Over 1/3 of New Zealand is made up of protected parkland and marine reserves. They encompass a wide variety of scenery, vegetation and geography, and offer numerous opportunities to camp, mountain bike, fish, hike and much more.

You'll find plenty of solo and team sports here. Some of their favourites include rugby, cricket, netball and swimming, but you'll also find everything from white-water rafting to hiking, football to basketball, fishing to skiing... and the list goes on!


Natural treasures like glaciers, lakes, forests, endemic animals, and mountains have enriched tourism sector of New Zealand. NZ is a famous hub of adventure tourism, activities like camping, diving, skiing, surfing, horse riding, bungee jumping, hiking, sailing and rafting are quite poular attractions of the tourism of New Zealand.

The most visited places of New Zealand include:

Bay islands - Rotura - Queen stone - Milford Sound - Auckland - Christchurch - Wellington

A multicultural mix

Every person you'll meet in New Zealand is either an immigrant or a descendant of one, which gives New Zealand a true multicultural feel. The first settlers were the Maori who arrived over 700 years ago, followed in the nineteenth century by large numbers of immigrants from the United Kingdom. The end of World War II saw a dramatic increase in European migrants as citizens fled war-weary countries for a new start.

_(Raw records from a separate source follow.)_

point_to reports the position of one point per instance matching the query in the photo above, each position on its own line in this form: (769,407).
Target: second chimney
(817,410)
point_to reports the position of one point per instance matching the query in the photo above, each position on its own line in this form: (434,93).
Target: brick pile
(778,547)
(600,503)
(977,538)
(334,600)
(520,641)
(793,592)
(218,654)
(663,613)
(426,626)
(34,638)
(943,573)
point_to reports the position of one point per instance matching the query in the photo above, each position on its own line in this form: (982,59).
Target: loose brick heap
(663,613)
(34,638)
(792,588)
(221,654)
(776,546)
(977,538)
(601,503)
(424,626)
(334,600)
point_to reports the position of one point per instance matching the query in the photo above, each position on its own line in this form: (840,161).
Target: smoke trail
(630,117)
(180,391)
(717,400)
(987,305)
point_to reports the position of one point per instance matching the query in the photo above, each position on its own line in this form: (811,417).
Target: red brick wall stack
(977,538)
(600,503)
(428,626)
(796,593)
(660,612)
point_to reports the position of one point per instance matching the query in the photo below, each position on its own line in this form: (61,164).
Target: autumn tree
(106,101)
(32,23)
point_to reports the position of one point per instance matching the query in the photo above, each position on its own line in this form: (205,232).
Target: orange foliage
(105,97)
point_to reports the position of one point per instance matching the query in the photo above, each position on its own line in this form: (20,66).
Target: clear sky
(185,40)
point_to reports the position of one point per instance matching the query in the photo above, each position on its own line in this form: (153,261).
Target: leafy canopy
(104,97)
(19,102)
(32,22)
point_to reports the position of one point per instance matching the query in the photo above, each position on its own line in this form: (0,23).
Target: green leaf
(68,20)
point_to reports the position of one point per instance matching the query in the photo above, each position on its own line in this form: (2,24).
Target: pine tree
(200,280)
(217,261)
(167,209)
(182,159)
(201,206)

From the 1960s, people from neighbouring Pacific Islands including Samoa and Tonga began settling here, primarily in Auckland. Chinese and Korean migrants followed in the 1980s, many also making Auckland their new home. These migrants have given the city a very strong Pacific and Asian feel.

More recently, New Zealand has welcomed new residents from a wide range of countries such as the US, South Africa, Zimbabwe and India.

One of the things you'll find in New Zealand is the acceptance of different views and ideas. New Zealand is a modern, secular, democratic society, with no ingrained class system. Freedom of speech, expression and religious beliefs are guaranteed by law.

Some democratic milestones in New Zealand:

  • In 1893 New Zealand was the first country to give women the vote.
  • New Zealand was the first sovereign state to introduce free public health services and a minimum wage.
  • Our country remains a nuclear free zone despite having faced strong outside pressures.
  • In 2004 the Civil Unions Bill was passed, which gives both opposite and same-sex couples similar rights to married couples.

In short, New Zealanders are a diverse and tolerant lot.

Quality of Life

In many ways, it's not what New Zealand has that's important to quality of life here; it's what they don't have.

  • Don't have abject poverty or hunger, largely because of a commitment to social welfare dating back to the 1930s.
  • Corruption is virtually unheard of. New Zealand was ranked the 2nd least corrupt country in the world in the 2008 Corruption Perception Index by Transparency International.
  • Don't have the pollution, congestion, health issues and cramped city living that is often the case elsewhere.

What they have is equal opportunity where people are not judged on their gender, how they sound, what colour they are, how they vote, or where – if – they go to church.

It all adds up to a fresh, healthy lifestyle in one of the most beautiful countries in the world.